Both have high quality infrastructure, though those expecting the motorways of Europe or North America will be disappointed. Outside of the main cities the roads are typically two lanes, with more bends and hills to navigate than might be expected of main roads, particularly in New Zealand, though the weather is more generally favourable than Iceland. Outside of Reykjavik there is very little traffic in Iceland, even during peak season, though parking at popular spots can be tight. New Zealand definitely has more traffic but it is only really an issue in Auckland and during public holidays. Expect long days of driving in both countries, as there are few or no long distance trains, though New Zealand does have a much better developed long distance bus network. Both also have a number of regional airports which can save time, but probably not money.Trip length
Obviously you can spend as long or as little time in a place and still have a memorable experience. Ten days in Iceland though felt like sufficient time to see the majority of things I wanted to see, while the equivalent in New Zealand would take at least twice as long, and even then there would be a lot not seen, reflecting a bigger country with a greater variety of attractions.

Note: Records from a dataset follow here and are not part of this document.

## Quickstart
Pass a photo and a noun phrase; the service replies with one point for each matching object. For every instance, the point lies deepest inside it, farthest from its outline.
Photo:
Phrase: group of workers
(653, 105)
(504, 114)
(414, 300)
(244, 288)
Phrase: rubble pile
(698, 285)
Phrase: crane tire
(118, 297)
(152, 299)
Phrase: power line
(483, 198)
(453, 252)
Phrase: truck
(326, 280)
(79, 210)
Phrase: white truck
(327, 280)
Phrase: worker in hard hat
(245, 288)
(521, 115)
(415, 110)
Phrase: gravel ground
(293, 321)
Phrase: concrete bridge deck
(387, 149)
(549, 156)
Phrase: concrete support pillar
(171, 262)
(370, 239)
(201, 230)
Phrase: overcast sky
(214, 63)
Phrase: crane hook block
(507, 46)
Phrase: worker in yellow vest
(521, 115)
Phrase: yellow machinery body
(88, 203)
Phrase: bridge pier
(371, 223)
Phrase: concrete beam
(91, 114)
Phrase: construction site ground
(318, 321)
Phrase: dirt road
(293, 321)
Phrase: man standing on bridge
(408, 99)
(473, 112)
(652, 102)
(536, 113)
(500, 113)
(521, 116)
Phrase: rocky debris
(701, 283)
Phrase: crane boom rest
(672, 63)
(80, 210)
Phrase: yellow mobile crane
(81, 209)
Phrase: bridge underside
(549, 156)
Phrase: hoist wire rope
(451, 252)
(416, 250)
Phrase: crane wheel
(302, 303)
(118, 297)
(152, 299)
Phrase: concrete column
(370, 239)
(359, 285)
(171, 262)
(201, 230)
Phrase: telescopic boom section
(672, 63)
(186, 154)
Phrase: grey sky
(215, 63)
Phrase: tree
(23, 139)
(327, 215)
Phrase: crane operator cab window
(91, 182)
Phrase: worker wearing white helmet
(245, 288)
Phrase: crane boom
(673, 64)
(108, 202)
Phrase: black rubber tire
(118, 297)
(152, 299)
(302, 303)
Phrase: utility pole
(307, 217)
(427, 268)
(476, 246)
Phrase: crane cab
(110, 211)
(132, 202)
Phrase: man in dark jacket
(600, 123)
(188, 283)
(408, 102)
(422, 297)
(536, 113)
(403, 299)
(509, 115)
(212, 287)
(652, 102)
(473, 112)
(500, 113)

Expect to pay at least double, and often significantly more, for everything in Iceland compared with New Zealand, other than the flights to get there, given the distances involved. Accommodation, car hire, and food are ridiculously expensive in Iceland thanks to it being a small geographically isolated economy, with business monopolies, and high taxes. New Zealand is more expensive than Europe, North America and Australia, but not ridiculously so. Almost all natural attractions in both countries are free thankfully.
Important when travelling given the considerable distances involved, and isolation of many natural sights. Iceland has made a big investment in public toilets over the past few years, though at the most popular attractions expect to pay around €1 to use them. New Zealander probably has more free public toilets per capita than anywhere else in the world, with almost every town, village or national park car park having them, though in the parks they’re likely to be long drops.

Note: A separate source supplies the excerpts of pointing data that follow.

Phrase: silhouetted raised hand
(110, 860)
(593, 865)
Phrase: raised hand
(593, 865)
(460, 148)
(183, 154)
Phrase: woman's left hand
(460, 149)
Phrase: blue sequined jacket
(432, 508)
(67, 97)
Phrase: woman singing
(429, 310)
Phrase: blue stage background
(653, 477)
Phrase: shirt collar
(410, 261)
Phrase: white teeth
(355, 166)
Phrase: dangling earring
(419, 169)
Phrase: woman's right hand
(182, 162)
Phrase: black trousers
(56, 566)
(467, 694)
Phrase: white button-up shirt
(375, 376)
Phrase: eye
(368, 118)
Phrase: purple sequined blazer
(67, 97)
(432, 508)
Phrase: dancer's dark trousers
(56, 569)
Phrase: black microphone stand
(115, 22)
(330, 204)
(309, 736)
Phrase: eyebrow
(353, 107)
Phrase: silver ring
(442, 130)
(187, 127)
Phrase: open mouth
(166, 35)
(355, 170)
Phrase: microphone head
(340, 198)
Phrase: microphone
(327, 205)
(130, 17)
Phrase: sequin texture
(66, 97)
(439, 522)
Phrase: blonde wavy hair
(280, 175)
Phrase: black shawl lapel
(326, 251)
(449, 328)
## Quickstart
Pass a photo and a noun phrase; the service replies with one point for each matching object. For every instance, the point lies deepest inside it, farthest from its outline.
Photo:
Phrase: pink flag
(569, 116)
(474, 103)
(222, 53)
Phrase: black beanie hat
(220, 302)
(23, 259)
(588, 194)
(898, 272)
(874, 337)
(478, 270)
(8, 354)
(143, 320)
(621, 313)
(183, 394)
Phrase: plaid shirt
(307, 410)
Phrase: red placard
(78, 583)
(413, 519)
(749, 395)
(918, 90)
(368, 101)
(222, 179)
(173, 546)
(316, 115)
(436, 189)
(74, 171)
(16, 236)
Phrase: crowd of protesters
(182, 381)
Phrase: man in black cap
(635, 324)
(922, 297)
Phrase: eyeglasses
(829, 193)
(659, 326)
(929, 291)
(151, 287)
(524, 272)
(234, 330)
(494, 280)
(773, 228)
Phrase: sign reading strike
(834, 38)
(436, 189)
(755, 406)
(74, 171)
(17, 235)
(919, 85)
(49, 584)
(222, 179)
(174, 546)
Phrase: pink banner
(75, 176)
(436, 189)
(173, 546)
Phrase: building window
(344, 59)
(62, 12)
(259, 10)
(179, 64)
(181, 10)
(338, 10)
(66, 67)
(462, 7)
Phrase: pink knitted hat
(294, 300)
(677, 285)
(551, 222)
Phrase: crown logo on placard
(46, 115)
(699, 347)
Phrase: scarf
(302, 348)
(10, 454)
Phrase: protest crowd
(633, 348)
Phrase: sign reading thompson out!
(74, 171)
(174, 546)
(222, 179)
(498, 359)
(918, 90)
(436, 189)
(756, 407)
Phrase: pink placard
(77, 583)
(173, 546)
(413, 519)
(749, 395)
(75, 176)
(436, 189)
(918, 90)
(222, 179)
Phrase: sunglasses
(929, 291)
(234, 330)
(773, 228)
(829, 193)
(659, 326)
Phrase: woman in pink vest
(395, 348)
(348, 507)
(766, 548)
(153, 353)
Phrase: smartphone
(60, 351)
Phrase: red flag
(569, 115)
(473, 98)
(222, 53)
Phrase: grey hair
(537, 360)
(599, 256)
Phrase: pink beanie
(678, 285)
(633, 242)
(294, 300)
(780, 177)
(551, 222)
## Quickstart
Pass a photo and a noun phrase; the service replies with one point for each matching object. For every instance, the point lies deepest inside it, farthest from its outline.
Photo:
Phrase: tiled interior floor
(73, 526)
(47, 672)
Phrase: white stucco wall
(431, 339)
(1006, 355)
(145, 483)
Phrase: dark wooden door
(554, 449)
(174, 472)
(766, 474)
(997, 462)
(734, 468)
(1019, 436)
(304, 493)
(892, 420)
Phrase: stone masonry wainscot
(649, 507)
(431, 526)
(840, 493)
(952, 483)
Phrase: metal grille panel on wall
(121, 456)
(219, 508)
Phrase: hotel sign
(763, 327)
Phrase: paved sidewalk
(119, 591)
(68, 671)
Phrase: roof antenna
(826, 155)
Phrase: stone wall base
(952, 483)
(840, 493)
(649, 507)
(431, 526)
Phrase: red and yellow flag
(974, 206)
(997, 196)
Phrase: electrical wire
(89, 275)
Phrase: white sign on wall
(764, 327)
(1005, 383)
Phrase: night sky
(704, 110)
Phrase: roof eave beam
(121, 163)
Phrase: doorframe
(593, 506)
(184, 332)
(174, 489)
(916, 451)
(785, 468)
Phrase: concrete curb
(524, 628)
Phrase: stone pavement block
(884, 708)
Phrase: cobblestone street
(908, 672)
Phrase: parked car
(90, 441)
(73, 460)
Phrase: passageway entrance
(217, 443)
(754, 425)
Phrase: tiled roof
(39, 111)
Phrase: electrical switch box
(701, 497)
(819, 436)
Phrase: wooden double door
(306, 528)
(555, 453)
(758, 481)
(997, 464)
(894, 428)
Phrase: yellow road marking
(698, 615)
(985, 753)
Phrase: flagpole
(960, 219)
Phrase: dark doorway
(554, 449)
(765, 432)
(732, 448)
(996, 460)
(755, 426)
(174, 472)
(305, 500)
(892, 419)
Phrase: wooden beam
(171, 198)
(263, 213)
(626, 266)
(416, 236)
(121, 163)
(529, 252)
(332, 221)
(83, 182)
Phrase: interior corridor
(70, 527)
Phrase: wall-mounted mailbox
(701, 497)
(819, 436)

Plenty of options in both countries though note that during peak season (I.e. summer, public holidays) it pays to book ahead as both countries are experiencing tourism booms, which are putting a lot of pressure on infrastructure. Despite the pace of opening new hotels there is a real shortage, with many places being fully booked months in advance. Camping is more of an option in New Zealand, less so in Iceland given the typical weather conditions.
You can get pretty much anything in New Zealand, and it is often very good with many excellent cafes and restaurants opening in recent years. Iceland is unsurprisingly big on fish and lamb, but short on salads and vegetables, as they are either imported or grown in geothermally powered greenhouses. In Iceland avoid supposedly traditional cuisine such as whale and puffin as they’re actually mainly eaten by tourists, and support the hunting of endangered or threatened species.
Iceland has notoriously variable weather. I visited in July, peak season as it’s the middle of summer, and my ten days split into 2-3 sunny ones, 4-5 overcast ones, and 2-3 wet ones. The elemental weather does bring atmosphere, but equally you may not want to stand on a cliff top in strong winds and driving rain for very long. New Zealand weather, like most in the world thanks to climate change, has become more unpredictable but particularly late summer / early autumn it is usually settled and very pleasant. Careful you don’t get sunburnt though, New Zealand has the strongest UV in the world.